Hello, This post is a about a tangential issue to the shootout, not the shootout itself. It concerns the lack of a fast mutable hashtable. If you have a good replacement for Data.Hashtable, I would be interested to know about it (and so would the wiki!). The shootout entry "k-nucleotide" is a good test of the hashtable provided by each of the languages: http://shootout.alioth.debian.org/gp4/benchmark.php?test=knucleotide&lang=all Several of us are building a proposed entry on the wiki at http://haskell.org/hawiki/KnucleotideEntry where I have just posted a plea which I will paste below: On mutable data structures in Haskell This benchmark is completely bottlenecked by Data.Hashtable (in GHC 6.4.1) and this discussion is based on the assumption that I am using Hashtable optimally. I downloaded the GHD 0.17 compiler and the DMD entry to benchmark on my machine. The DMD entry uses the "associative arrays" built into the language: "int[char[]] frequencies" and places [WWW]second (runs in 3.0s). The winning entry is interesting, since the c-code does not have a hash table, and so it uses #include "../../Include/simple_hash.h" which pulls in a dead simple, inline, string to int hashtable and runs in 2s. The entry below runs 16 slower than the DMD entry on my powerbook G4. Profiling shows the bottleneck. I downloaded simple_hash.h and shamelessly optimized it to replace Data.Hashtable for exactly this benchmark code. This sped up the proposed entry by a factor of 4.1 so that it is now about a factor of 4 slower than the DMD entry. This shows that Data.Hashtable is doing *at least* four times more work that is needed for this usage pattern. And even with my over specialized hash table, Haskell is almost 50% slower than OCaml's "module H = Hashtbl.Make(S)" (note that I my code uses the same hash function as OCaml). Unfortunately I cannot submit this optimized hash table entry to the shootout. The only mutable data structure that come with GHC besides arrays is Data.Hashtable, which is not comptetitive with OCaml Hashtbl or DMD's associative arrays (unless there is something great hidden under Data.Graph). Is there any hope for GHC 6.6? Does anyone have pointers to an existing library at all? Perl and Python and Lua also have excellent built in hashtable capabilities. Where is a good library for Haskell? -- Chris Kuklewicz

Hello Chris, Monday, January 23, 2006, 12:27:53 PM, you wrote: CK> The only mutable data structure that come with GHC besides arrays is CK> Data.Hashtable, which is not comptetitive with OCaml Hashtbl or DMD's CK> associative arrays (unless there is something great hidden under CK> Data.Graph).
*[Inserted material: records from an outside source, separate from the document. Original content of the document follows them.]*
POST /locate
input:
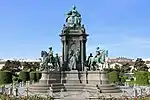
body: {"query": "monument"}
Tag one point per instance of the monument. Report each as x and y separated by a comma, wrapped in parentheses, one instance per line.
(74, 73)
(73, 39)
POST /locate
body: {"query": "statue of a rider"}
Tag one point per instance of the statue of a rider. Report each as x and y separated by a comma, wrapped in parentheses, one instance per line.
(57, 62)
(73, 18)
(89, 61)
(50, 54)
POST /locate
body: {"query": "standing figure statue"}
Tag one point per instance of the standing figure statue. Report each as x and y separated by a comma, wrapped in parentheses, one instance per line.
(51, 57)
(89, 61)
(78, 60)
(45, 60)
(57, 62)
(97, 62)
(72, 60)
(73, 63)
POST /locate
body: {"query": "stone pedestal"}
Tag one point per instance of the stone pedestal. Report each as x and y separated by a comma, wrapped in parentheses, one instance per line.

Is there any hope for GHC 6.6? Does anyone have pointers to CK> an existing library at all? Perl and Python and Lua also have excellent CK> built in hashtable capabilities. Where is a good library for Haskell? 1) are you used "+RTS -A10m" / "+RTS -H100m"? 2) Simon Marlow optimized something in the IOArray handling, but i don't understand that is changed. see http://cvs.haskell.org/trac/ghc/ticket/650 -- Best regards, Bulat mailto:bulatz@HotPOP.com

Bulat Ziganshin wrote:
Hello Chris,
Monday, January 23, 2006, 12:27:53 PM, you wrote:
CK> The only mutable data structure that come with GHC besides arrays is CK> Data.Hashtable, which is not comptetitive with OCaml Hashtbl or DMD's CK> associative arrays (unless there is something great hidden under CK> Data.Graph). Is there any hope for GHC 6.6? Does anyone have pointers to CK> an existing library at all? Perl and Python and Lua also have excellent CK> built in hashtable capabilities. Where is a good library for Haskell?
1) are you used "+RTS -A10m" / "+RTS -H100m"?
2) Simon Marlow optimized something in the IOArray handling, but i don't understand that is changed. see http://cvs.haskell.org/trac/ghc/ticket/650
Much of the GC overhead of Data.Hash should be gone in GHC 6.6. I also have an improved implementation of Data.Hash from Jan-Willem Maessen to import, but that will be 6.6 rather than 6.4.2. Cheers, Simon

Simon Marlow wrote:
Bulat Ziganshin wrote:
Hello Chris,
Monday, January 23, 2006, 12:27:53 PM, you wrote:
CK> The only mutable data structure that come with GHC besides arrays is CK> Data.Hashtable, which is not comptetitive with OCaml Hashtbl or DMD's CK> associative arrays (unless there is something great hidden under CK> Data.Graph). Is there any hope for GHC 6.6? Does anyone have pointers to CK> an existing library at all? Perl and Python and Lua also have excellent CK> built in hashtable capabilities. Where is a good library for Haskell?
1) are you used "+RTS -A10m" / "+RTS -H100m"?
2) Simon Marlow optimized something in the IOArray handling, but i don't understand that is changed. see http://cvs.haskell.org/trac/ghc/ticket/650
Much of the GC overhead of Data.Hash should be gone in GHC 6.6. I also have an improved implementation of Data.Hash from Jan-Willem Maessen to import, but that will be 6.6 rather than 6.4.2.
Cheers, Simon
That is good to hear. The benchmark's tests take 1,250,000 pre-generated strings as the keys. At the end, the string keys are 18 characters long, drawn randomly from a set of 4 characters. So the hash computations are a nontrivial hit. Using -A400m I get 39s down from 55s. That is the best Data.HashTable time I have seen. (Using -A10m and -A100m were a little slower). Using my over optimized c-code hashtable I get 12.3 seconds. The associative arrays in OCaml and D are still faster. So you see why I long for GHC 6.6. Is Jan-Willem Maessen's Hash available anywhere? I could benchmark it.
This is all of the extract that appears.